Ein Mann will heim Ein Mann will heim: Zurück zu den Wurzeln
Bad Schmiedeberg/MZ. - Nun ist er also zurück. Mit seiner zweiten Frau Inge, einer gebürtigen Westfälin, sitzt er vor dem Café "Piano", trinkt Kaffee, raucht und genießt die Aussicht auf die makellose Anlage des Eisenmoorbades. Sein Großvater Friedrich Barche, erzählt er, war 1898 der erste Masseur und Bademeister des Kurortes. Es gab noch andere An-Verwandte, die Spuren in der Stadt hinterlassen haben. Sie liegen heute alle auf dem Friedhof, und den besucht Barche oft. Zehn Grabsteine mit seinem Familiennamen hat er gezählt. Und ein elfter könnte, wenn es das Schicksal schlecht meint, bald hinzukommen. Sein eigener. Rainer Barche, 63 Jahre alt, ist todkrank. Noch lebt er im westfälischen Löhne, doch bereitet er seine Rückkehr nach Bad Schmiedeberg vor. "Meinen letzten Weg", nennt er das und erklärt: "Ich möchte zu meinen Anfängen zurückgehen."
Wenn Barche, dem man die Folgen seiner zahlreichen Krebsleiden nicht ansieht - aber wie sagte schon Goethe: Man sieht nur das, was man weiß -, wenn also Rainer Barche solche Sätze ausspricht, dann kann es passieren, dass sich Gattin Inge verstohlen eine Träne aus dem Gesicht wischt. Sie hat goldblonde Haare und sehr freundliche Augen. Minutenlang lässt sie die auf ihrem Mann ruhen und sagt, als sie ihn beschreiben soll, dass er intelligent und nicht nachtragend ist, lieber gibt als nimmt und auch, dass er sie immer noch überraschen kann.

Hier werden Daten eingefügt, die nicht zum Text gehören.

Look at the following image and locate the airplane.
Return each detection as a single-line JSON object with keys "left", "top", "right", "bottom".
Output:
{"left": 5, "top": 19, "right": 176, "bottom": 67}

Auch der Vorschlag, die Zelte in Löhne abzubrechen und "in die Oberstadt von Schmiedeberg" zu ziehen, dürfte eine kleine, am Ende aber positive Überraschung gewesen sein. "Ich war schon oft mit hier, und ich mag die Menschen, sie sind so freundlich", sagt Inge Barche. Was jedoch vor allem ins Gewicht fiel, war die wundersame Verwandlung, die mit ihrem Mann vor sich gegangen sei, als er im Juni allein im Kurort gewesen ist. "Es ging mir auf einmal viel besser. Ich brauchte plötzlich weniger Medikamente, sogar Fahrrad fahren kann ich wieder, ohne dass mir die Luft wegbleibt", beschreibt Barche die Veränderungen. Er war nur eine Woche in der Heimat, aber als er danach die Wohnung in Löhne betrat, da habe seine Frau ihn gefragt, wie er aussieht. Und wie sah er aus? "Braun, vital, wie ausgewechselt. Ein anderer Rainer."
Ein Anderer dürfte er auch für die Bad Schmiedeberger geworden sein. Die Jungen kennen ihn nicht. Aber von den einstigen Weggefährten, da ist Barche sich sicher, muss es noch einige geben. Er möchte sie wiedersehen, ein Klassentreffen schwebt ihm vor. Und in einem Brief an die MZ hat er geschrieben, was er seinen alten Schulkameraden vielleicht auch zeigen will: "Ich bin kein Wessi, kein Ossi, ich bin ein Bad Schmiedeberger Junge." Der "kleene" Barche eben.